Los trabajadores de los campos subieron después a la tarima, seguidos de los jardineros. Srulke no estaba entre éstos y una vez más Aarón caviló sobre su paradero, ya que, pese a su avanzada edad, nadie había osado poner en entredicho su prestigiosa posición de padre de la horticultura del kibbutz. Pero Aarón no tardó en desechar esas cavilaciones ante la visión de un gran cesto lleno de tarros de crema facial; sujetando en alto uno de ellos, presentado dentro de una caja de plástico transparente decorada con una cinta dorada, Moish anunció: «¡Rocío eterno!». Tal era el nombre poco inspirado de la crema facial que había reportado al kibbutz beneficios de centenares de miles de dólares en los últimos años.
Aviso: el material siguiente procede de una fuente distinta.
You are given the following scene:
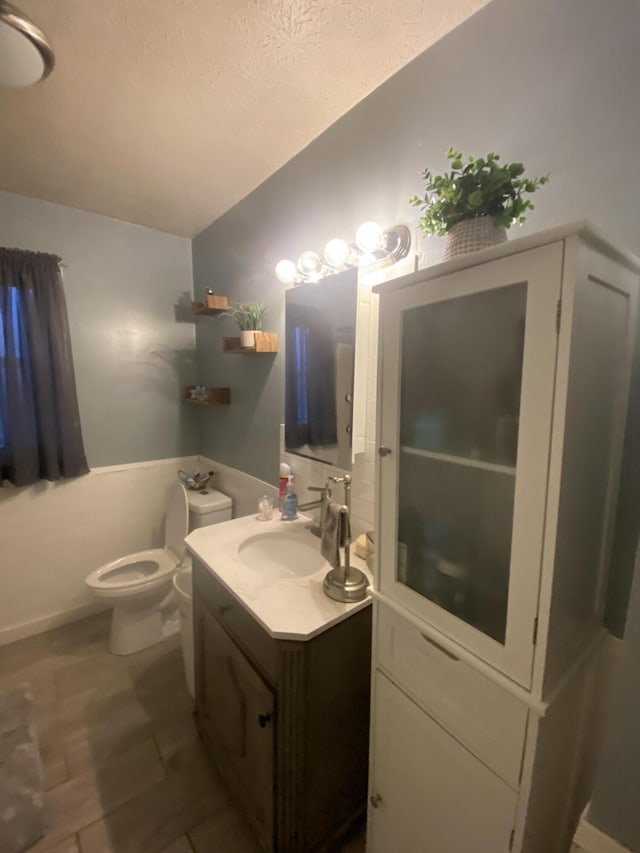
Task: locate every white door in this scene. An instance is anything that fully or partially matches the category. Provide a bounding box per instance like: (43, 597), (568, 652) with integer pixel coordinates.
(378, 243), (562, 687)
(367, 672), (517, 853)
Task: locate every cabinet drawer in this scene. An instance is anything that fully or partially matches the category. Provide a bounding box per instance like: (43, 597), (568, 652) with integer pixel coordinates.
(376, 605), (527, 788)
(193, 559), (278, 684)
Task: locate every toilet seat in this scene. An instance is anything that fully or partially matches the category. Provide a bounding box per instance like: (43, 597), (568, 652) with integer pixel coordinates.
(87, 548), (180, 598)
(86, 483), (189, 599)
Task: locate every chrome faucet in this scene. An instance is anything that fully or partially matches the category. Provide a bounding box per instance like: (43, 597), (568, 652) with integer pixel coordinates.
(298, 486), (329, 536)
(322, 474), (367, 603)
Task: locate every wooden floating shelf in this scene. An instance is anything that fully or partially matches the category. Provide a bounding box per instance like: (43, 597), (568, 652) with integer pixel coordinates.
(191, 295), (229, 317)
(222, 332), (278, 355)
(183, 385), (231, 406)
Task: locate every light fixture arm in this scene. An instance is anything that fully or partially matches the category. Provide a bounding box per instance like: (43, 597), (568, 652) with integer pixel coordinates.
(0, 0), (55, 86)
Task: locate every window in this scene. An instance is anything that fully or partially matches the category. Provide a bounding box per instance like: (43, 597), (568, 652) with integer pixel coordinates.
(0, 248), (88, 486)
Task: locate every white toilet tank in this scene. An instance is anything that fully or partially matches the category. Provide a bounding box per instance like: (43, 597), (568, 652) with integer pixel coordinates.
(187, 489), (231, 530)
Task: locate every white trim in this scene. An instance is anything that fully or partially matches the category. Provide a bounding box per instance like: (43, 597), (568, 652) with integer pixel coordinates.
(0, 602), (112, 646)
(573, 806), (632, 853)
(373, 219), (640, 293)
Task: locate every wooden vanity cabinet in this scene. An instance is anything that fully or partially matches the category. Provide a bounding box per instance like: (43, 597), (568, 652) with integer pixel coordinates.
(193, 559), (371, 853)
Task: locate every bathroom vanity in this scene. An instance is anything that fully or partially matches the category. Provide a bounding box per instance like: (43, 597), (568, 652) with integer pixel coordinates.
(187, 517), (371, 853)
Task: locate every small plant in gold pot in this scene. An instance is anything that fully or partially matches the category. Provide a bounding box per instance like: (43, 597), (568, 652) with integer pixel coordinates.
(409, 148), (549, 260)
(221, 302), (267, 349)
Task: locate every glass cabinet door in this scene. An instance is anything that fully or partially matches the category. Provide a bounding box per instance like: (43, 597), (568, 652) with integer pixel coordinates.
(377, 244), (562, 685)
(398, 282), (527, 643)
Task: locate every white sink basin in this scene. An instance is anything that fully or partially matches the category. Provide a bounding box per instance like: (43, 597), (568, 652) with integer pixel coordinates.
(238, 527), (325, 577)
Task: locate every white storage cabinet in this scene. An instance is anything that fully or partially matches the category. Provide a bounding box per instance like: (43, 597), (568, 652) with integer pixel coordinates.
(368, 224), (639, 853)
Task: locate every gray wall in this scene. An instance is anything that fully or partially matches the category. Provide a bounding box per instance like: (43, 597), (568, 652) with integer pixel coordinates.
(193, 0), (640, 635)
(589, 548), (640, 850)
(0, 192), (199, 467)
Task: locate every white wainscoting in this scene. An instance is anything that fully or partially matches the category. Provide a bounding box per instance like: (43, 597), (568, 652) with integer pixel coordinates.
(0, 456), (198, 645)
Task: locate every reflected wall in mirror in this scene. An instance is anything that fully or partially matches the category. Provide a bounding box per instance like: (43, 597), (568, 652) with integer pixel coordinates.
(285, 269), (358, 470)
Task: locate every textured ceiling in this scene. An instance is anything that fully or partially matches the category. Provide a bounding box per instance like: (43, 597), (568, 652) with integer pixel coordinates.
(0, 0), (488, 237)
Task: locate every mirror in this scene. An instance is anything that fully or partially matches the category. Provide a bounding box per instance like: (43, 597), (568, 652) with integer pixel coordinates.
(285, 269), (358, 470)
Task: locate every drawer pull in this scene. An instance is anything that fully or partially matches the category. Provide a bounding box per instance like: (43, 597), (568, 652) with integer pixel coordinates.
(420, 634), (460, 661)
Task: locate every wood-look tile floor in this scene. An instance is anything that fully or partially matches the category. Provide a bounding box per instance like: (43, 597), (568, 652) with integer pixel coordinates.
(0, 613), (364, 853)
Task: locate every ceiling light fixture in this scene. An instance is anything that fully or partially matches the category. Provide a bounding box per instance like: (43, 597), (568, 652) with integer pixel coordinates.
(0, 0), (55, 86)
(276, 222), (411, 284)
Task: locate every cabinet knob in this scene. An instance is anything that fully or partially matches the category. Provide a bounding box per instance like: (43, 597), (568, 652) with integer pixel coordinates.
(369, 794), (382, 809)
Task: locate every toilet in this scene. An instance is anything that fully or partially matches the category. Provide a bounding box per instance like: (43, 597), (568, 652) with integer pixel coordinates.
(86, 483), (231, 655)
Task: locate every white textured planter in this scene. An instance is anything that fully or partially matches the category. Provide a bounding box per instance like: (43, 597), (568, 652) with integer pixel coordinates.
(442, 216), (507, 261)
(240, 329), (256, 349)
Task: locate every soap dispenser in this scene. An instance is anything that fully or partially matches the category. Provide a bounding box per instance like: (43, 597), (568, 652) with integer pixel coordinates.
(281, 475), (298, 521)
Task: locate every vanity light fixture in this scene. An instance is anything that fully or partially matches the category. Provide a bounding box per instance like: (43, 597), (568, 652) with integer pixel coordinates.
(0, 0), (55, 86)
(276, 222), (411, 284)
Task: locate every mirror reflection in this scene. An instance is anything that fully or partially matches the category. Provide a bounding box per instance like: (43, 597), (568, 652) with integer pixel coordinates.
(285, 269), (358, 470)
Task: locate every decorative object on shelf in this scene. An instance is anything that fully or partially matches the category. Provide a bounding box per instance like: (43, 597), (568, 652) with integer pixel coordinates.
(0, 0), (55, 87)
(178, 470), (215, 492)
(205, 287), (229, 311)
(409, 148), (549, 260)
(191, 296), (229, 317)
(222, 332), (278, 355)
(222, 302), (267, 349)
(183, 385), (231, 406)
(276, 222), (411, 284)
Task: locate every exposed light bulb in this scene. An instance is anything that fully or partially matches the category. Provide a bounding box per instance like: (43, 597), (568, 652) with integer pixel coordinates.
(359, 252), (377, 267)
(324, 237), (349, 267)
(298, 251), (322, 276)
(356, 222), (384, 252)
(276, 260), (298, 284)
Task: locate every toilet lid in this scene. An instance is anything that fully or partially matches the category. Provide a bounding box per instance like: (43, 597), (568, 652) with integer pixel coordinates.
(164, 483), (189, 562)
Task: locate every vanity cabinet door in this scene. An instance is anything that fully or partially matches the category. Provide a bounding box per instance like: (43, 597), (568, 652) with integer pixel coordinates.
(367, 672), (517, 853)
(378, 242), (562, 687)
(197, 608), (275, 850)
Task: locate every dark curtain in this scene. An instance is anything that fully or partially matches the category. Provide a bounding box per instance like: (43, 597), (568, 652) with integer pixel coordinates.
(285, 303), (338, 447)
(0, 248), (89, 486)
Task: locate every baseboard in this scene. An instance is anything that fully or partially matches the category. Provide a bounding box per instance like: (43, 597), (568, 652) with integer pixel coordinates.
(0, 602), (109, 646)
(572, 806), (633, 853)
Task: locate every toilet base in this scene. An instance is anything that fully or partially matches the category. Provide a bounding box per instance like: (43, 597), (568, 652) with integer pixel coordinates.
(109, 602), (180, 655)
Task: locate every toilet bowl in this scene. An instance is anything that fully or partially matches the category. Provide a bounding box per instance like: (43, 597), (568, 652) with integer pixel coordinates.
(86, 483), (231, 655)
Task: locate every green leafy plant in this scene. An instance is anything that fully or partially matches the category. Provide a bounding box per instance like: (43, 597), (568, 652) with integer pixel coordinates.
(409, 148), (549, 236)
(222, 302), (267, 332)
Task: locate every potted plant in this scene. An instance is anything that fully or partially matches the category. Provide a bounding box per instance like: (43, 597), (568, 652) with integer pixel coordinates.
(223, 302), (267, 349)
(409, 148), (549, 260)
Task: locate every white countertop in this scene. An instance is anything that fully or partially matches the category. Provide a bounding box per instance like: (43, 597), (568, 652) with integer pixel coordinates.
(185, 511), (371, 640)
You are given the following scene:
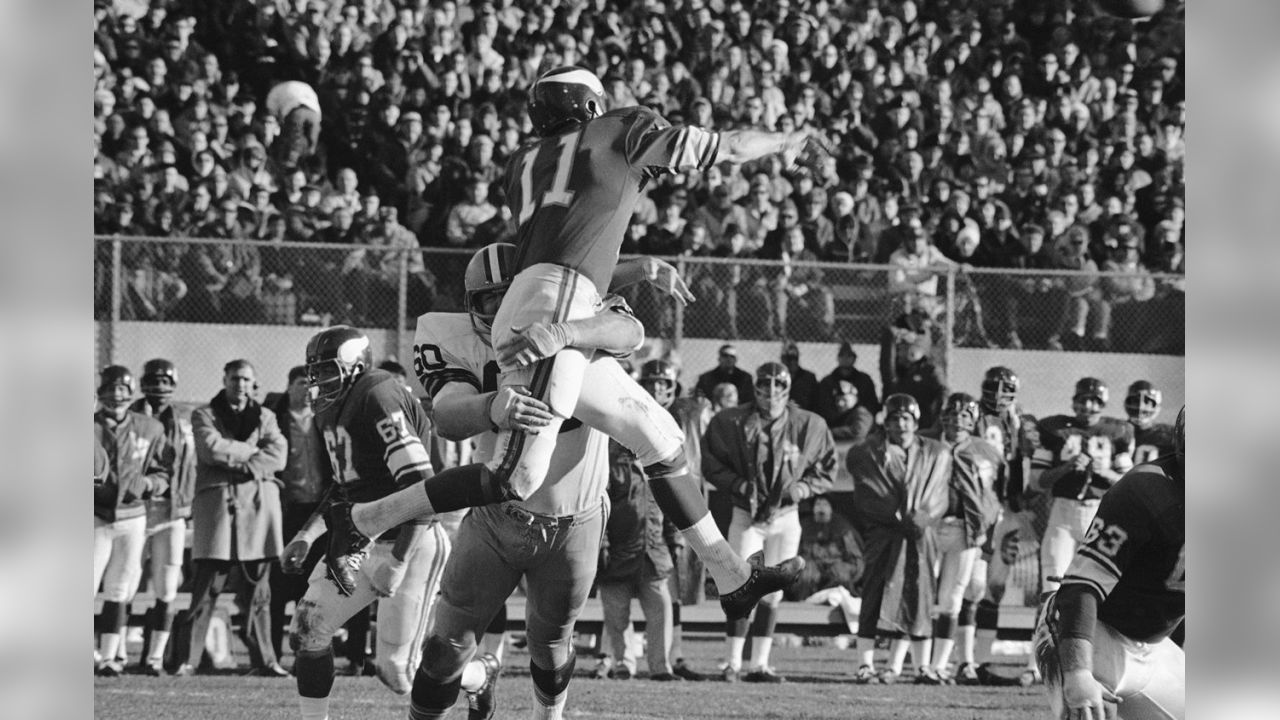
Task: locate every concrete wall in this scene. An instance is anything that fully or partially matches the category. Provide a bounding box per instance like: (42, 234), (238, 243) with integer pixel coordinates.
(95, 323), (1185, 423)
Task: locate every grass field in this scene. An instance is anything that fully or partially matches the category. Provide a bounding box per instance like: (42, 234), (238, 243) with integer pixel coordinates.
(93, 638), (1046, 720)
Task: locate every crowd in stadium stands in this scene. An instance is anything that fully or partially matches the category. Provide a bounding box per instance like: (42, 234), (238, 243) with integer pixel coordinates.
(93, 0), (1185, 351)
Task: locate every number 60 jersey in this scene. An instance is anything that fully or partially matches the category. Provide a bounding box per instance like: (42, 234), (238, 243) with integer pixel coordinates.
(413, 313), (609, 516)
(1062, 457), (1187, 642)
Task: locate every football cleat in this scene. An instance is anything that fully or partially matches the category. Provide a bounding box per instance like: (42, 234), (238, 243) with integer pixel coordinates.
(324, 501), (374, 597)
(467, 652), (502, 720)
(721, 551), (804, 620)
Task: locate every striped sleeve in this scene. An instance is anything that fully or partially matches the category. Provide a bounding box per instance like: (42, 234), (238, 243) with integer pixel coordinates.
(627, 106), (721, 173)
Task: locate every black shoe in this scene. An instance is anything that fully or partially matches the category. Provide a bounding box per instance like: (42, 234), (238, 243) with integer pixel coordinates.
(671, 660), (707, 683)
(721, 550), (804, 620)
(324, 501), (374, 597)
(742, 667), (787, 684)
(248, 662), (289, 678)
(467, 652), (502, 720)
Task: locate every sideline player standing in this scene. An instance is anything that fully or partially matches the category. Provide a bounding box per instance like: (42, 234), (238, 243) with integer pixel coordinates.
(280, 325), (449, 720)
(131, 357), (196, 676)
(410, 243), (682, 720)
(1124, 380), (1174, 464)
(916, 392), (1009, 685)
(1034, 406), (1187, 720)
(318, 67), (827, 619)
(1034, 378), (1133, 592)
Un dibujo del cactus con el que se confeccionaba la crema adornaba el cesto, y Aarón observó divertido aquella planta de grueso tallo y aspecto anodino y vulgar.

Antes de que los grandes tractores comenzaran a rodar en formación, los niños encargados de cuidar a los animales de la pequeña granja desfilaron ante la concurrencia escoltando a un potrillo pardo y a un burrito de un mes que lucía una guirnalda de geranios. Una niña con un vestido blanco llevaba sobre el hombro un sedoso conejo blanco y una parejita de niños transportaba un pollo en una cesta.

Cerraban el desfile once mujeres que marchaban ante el muro de heno llevando en brazos a los niños nacidos aquel año mientras el público aplaudía una vez más, mecánicamente, sin que el ruido de fondo se acallara. A continuación se pusieron en marcha las máquinas agrícolas y, mientras avanzaban lentamente, varias muchachas esparcían desde los engalanados vehículos confeti y estrellitas plateadas.

Hacía calor, pero no bochorno; era el típico calor seco del norte del Néguev. Bajo un sol que aún parecía próximo a su cénit pese a que ya eran las seis de la tarde, los niños correteaban muy animados entre la polvareda levantada por las grandes máquinas.